Purpose : Oxidative stress in retinal pigment epithelial (RPE) cells is associated with age-related macular degeneration (AMD). Resveratrol exerts a range of protective biologic effects, but its mechanism is not well understood. We investigated how resveratrol could protect RPE cells from hydroquinone, a major oxidant in cigarette smoke, by assessing cell viability, mitochondrial function, cellular antioxidant response, and resveratrol-oxidant interactions.

Methods : Cultured donor RPE cells were treated with hydroquinone (HQ, 150-200µM) and tert-butyl hydroperoxide (t-BHP, 500-900µM) in the presence or absence of resveratrol (Res, 30µM) for four hours. Cell morphology was assessed by light microscopy, and cell viability was determined with WST-1 reagent. Mitochondrial bioenergetics were measured with the Seahorse XF Cell Mito Stress Test. Expression of antioxidant genes heme oxygenase-1 (HO-1) and glutamate-cysteine ligase catalytic subunit (GCLC) was evaluated by PCR. HPLC and mass spectroscopy analyses were performed to monitor a potential interaction between HQ and Res with t-BHP and Res as a comparison.

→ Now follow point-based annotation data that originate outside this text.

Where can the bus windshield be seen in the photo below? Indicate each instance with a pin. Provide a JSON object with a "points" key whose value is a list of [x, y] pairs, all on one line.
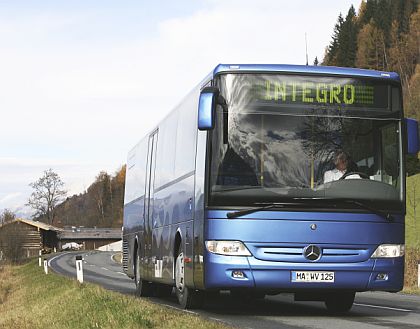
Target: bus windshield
{"points": [[281, 138]]}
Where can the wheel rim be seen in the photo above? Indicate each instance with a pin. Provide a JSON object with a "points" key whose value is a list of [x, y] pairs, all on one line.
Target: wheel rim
{"points": [[179, 273]]}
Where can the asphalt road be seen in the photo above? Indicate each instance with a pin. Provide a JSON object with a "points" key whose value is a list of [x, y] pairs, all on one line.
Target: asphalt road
{"points": [[372, 310]]}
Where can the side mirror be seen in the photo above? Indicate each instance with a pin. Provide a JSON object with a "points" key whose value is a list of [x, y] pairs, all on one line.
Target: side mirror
{"points": [[412, 136], [207, 107]]}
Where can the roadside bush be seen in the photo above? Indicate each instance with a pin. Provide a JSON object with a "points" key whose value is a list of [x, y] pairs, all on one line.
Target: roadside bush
{"points": [[412, 258]]}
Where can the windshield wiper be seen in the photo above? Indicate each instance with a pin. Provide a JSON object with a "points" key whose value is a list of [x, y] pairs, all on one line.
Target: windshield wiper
{"points": [[239, 213], [384, 214]]}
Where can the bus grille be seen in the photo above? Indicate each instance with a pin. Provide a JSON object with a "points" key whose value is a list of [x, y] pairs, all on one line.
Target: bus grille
{"points": [[295, 253]]}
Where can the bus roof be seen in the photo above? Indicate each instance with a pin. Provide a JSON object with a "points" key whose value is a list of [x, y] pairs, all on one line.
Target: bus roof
{"points": [[306, 69]]}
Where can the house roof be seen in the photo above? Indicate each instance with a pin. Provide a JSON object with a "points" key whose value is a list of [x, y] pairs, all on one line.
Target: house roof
{"points": [[40, 225]]}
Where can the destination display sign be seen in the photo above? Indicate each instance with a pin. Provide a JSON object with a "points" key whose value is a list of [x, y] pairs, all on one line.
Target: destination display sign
{"points": [[322, 91]]}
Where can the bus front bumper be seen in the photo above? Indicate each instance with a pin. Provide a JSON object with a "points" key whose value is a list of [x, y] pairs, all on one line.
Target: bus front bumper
{"points": [[228, 272]]}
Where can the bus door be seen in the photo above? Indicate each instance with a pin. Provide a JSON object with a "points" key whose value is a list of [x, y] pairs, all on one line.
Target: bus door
{"points": [[148, 205]]}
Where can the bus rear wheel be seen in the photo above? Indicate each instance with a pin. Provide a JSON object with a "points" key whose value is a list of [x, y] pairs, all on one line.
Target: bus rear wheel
{"points": [[340, 302], [188, 298], [143, 288]]}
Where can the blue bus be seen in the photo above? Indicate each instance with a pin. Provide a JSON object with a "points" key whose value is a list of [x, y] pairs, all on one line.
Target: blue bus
{"points": [[269, 179]]}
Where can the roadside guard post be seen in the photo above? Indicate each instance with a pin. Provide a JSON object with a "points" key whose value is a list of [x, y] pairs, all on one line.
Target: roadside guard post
{"points": [[79, 268], [45, 266], [418, 274]]}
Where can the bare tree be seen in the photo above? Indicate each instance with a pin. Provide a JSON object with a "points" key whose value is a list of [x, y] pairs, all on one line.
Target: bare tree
{"points": [[7, 216], [48, 193]]}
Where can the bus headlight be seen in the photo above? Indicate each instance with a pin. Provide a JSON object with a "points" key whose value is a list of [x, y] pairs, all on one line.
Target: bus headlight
{"points": [[227, 248], [389, 251]]}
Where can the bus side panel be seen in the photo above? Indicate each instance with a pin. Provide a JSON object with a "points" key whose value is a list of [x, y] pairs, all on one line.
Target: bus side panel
{"points": [[133, 221], [200, 173], [174, 189], [173, 211]]}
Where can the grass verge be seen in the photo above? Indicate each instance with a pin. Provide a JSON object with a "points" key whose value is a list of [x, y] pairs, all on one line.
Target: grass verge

Results : RPE cells treated with Res had improved cell morphology and significantly increased cell viability compared to cells treated with HQ alone and t-BHP alone (p < 0.05). Res treatment significantly improved mitochondrial function through increased ATP production (p < 0.001) and basal respiration (p < 0.05) compared to HQ alone. Additionally, Res significantly upregulated HO-1 and GCLC expression compared to treatment with HQ alone (p < 0.001). HQ and Res, but not t-BHP and Res, react in solution to form three novel compounds with distinct molecular weights.

Conclusions : RPE cells treated with Res were protected from oxidant injury, as shown by enhanced cell viability, morphology, mitochondrial function, and antioxidant gene expression. The mechanism by which Res exerts its protective effect appears to be oxidant-specific. This study provides insight into some of the pathways through which Res can rescue RPE cells from oxidative damage, an early feature in the pathogenesis of AMD.

This abstract was presented at the 2019 ARVO Annual Meeting, held in Vancouver, Canada, April 28 - May 2, 2019.